In one of my past lives (I have plenty), I did a Ph.D. in usability. Since then, I can't resist from looking and playing with things, asking myself: why? Why are you asking me to do this? Why? Who designed this thing? How many real people (engineers belong to a peculiar species) ever looked at this stuff? Why?

A few weeks ago, my TiVo froze while playing. I called DirectTV and they made me re-format it. It froze again. They told me they were going to send me a new one for free.

They sent me the new DirecTV DVR instead.

I decided to give it a try.
Although it was not built on open source as TiVo, all TiVo features were there. Actually, they even had a few more than TiVo. It was perfect from the requirements standpoint. The product manager checked all the boxes, QA did not find any bugs.

However, from a usability standpoint, it just sucks.

Nobody at DirectTV ever used it to watch a game. It is slow to respond to commands. It does not jump from one speed to another smoothly. You can just use it to watch a program as you would watch a tape on a VCR. Do not try to move around the program... All the features are there, but the consumer experience is just plainly bad.

What's the story here? The usability factor is key. Always key. Forever key. If you do not look at things with the eye of the user, you will build a perfect product that nobody will like to use. Emotions are everything.

When you look at mobile, the usability factor goes up an order of magnitude. You are dealing with a very small thing, that you carry around with you. Your attention span is measured in fraction of seconds, not minutes. You are not sitting on a couch or on a comfortable chair waiting. You are standing. You have people around you. It rains...

Still, so many products fail the usability test. Companies keep pushing the web paradigm to mobile users and complain about the network or the operators when their applications fail. They can't be used, they won't be used. Give me WAP a million times faster, I won't use it. Do not ask me to scroll and click. I won't. It should be simple but it is not. How many failures are we going to need for people to realize this?

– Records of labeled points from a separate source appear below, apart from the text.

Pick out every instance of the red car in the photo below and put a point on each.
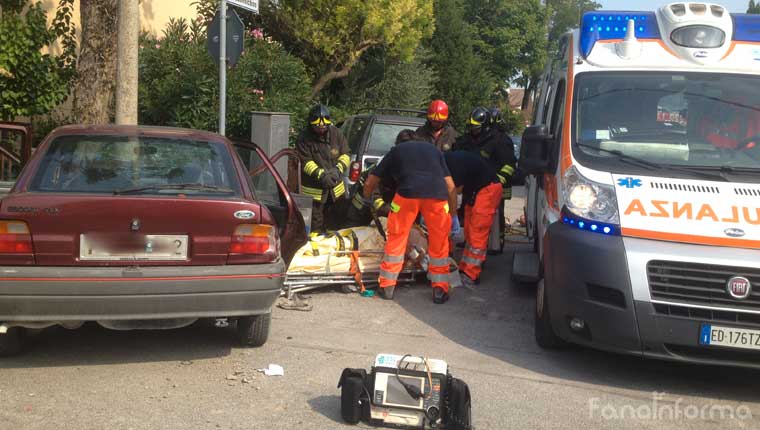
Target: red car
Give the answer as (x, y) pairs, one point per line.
(144, 227)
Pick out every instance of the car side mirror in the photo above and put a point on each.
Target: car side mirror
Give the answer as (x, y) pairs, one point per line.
(534, 151)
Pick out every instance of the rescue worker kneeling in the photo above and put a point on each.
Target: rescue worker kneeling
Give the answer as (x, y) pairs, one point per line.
(424, 185)
(481, 196)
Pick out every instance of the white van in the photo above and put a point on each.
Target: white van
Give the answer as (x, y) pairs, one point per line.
(644, 188)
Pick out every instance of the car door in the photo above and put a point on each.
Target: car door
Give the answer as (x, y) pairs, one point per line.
(270, 190)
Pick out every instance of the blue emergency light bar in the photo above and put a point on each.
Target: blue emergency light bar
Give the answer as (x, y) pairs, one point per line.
(746, 27)
(613, 25)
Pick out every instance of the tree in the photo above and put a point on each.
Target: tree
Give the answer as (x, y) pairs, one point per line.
(96, 69)
(33, 83)
(753, 8)
(463, 78)
(331, 36)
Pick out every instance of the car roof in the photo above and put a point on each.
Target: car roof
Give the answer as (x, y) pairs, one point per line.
(137, 130)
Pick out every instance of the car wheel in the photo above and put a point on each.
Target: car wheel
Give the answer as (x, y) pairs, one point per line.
(350, 399)
(544, 332)
(254, 330)
(11, 342)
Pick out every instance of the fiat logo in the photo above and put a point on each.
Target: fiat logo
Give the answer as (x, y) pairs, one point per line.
(739, 287)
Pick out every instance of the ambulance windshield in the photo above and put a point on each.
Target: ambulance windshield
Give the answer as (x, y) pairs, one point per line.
(697, 120)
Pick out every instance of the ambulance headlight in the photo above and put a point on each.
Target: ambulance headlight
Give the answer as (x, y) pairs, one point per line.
(590, 200)
(698, 36)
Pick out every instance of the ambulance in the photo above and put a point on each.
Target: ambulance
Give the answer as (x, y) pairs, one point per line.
(643, 201)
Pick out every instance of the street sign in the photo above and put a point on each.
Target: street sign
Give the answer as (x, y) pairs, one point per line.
(235, 36)
(249, 5)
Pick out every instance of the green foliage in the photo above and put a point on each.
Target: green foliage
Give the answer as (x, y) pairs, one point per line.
(33, 83)
(754, 7)
(463, 78)
(179, 81)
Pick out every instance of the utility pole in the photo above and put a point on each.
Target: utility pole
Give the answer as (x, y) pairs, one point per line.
(127, 66)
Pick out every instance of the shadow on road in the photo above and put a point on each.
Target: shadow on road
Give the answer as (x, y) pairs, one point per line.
(496, 319)
(94, 345)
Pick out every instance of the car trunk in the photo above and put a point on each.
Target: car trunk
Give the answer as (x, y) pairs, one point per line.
(101, 230)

I tried to send this message to DirecTV. I called them and told them their DVR sucked and I wanted my TiVo back. They said "Sorry, Sir, we do not have them anymore. And you just signed up for two
additional years with us because you requested a new DVR. If you want, you can return it." That's interesting... My TiVo breaks. They send me a fake replacement "for free" and I am signed up for two more years... Or I can go back to VCR.

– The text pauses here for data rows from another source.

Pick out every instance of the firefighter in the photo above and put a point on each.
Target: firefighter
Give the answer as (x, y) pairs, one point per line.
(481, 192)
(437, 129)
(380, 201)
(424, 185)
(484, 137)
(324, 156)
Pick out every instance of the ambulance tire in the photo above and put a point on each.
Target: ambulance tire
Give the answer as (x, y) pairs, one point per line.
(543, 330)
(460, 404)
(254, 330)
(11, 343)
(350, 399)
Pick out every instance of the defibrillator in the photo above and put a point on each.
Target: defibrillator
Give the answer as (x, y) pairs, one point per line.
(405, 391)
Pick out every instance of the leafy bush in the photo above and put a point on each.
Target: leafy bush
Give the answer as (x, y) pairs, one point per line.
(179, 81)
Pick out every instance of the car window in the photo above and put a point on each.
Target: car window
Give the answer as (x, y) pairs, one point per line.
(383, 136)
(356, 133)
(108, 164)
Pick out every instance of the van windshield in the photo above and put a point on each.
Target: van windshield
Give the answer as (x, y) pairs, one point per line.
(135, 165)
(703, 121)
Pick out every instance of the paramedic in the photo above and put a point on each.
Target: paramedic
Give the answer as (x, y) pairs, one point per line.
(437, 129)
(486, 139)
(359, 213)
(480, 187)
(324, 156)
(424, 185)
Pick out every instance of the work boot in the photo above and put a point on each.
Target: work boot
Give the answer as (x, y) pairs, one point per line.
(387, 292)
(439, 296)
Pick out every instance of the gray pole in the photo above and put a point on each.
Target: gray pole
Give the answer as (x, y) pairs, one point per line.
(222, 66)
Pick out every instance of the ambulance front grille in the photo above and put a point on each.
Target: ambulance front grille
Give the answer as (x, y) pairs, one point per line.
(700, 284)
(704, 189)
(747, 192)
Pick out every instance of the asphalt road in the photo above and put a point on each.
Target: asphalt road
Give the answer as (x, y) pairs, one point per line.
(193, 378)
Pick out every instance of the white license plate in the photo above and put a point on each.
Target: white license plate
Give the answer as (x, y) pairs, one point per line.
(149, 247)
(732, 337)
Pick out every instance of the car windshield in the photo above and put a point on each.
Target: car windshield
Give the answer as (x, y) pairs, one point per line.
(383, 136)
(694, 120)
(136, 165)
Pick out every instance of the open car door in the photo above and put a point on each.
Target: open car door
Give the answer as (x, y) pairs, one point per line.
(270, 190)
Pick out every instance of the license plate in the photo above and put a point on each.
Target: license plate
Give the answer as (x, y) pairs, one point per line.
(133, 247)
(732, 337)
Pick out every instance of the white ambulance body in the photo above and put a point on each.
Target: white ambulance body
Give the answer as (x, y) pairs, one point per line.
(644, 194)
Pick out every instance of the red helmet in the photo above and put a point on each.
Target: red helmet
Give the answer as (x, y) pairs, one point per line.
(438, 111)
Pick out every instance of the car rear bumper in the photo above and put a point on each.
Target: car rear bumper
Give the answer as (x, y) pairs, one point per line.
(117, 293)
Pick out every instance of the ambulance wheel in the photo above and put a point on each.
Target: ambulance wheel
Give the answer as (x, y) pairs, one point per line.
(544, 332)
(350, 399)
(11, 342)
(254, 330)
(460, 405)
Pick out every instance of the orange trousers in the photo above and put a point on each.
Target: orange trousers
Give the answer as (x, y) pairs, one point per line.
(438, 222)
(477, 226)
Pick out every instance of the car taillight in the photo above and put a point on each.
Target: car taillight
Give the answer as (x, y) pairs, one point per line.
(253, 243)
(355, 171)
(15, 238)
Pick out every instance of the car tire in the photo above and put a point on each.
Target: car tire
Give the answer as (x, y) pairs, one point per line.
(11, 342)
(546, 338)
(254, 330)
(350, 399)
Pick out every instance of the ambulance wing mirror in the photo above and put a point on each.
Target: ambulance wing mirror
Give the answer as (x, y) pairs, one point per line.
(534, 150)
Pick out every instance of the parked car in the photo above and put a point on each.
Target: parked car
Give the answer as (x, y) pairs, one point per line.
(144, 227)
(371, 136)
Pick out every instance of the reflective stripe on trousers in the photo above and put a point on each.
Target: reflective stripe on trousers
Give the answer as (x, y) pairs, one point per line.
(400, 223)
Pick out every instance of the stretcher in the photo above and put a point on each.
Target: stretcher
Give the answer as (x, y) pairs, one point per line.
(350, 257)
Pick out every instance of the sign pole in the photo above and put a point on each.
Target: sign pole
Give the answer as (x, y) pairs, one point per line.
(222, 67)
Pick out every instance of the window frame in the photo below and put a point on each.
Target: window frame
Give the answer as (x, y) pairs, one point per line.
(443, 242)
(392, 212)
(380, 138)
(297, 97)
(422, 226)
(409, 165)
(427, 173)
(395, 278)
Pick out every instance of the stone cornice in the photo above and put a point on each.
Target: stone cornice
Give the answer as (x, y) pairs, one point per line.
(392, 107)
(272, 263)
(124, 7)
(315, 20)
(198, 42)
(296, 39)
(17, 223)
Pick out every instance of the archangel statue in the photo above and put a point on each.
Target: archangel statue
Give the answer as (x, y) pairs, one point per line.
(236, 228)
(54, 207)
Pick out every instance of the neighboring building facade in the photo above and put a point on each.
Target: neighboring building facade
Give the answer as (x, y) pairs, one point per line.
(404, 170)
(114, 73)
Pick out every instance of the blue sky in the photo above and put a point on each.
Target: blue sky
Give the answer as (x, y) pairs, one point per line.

I went online, found a hacker TiVo site. Ordered a replacement hard drive. Assembled it. Put the TiVo back with double capacity. Sent the DirecTV DVR back to them.

I am back in TiVo heaven, smiling at how quick it is to respond to my commands and how well thought it is from the consumer standpoint. And I am now ready to move away from DirecTV directly to their competitors...

So much for usability. Believe me, I am not alone.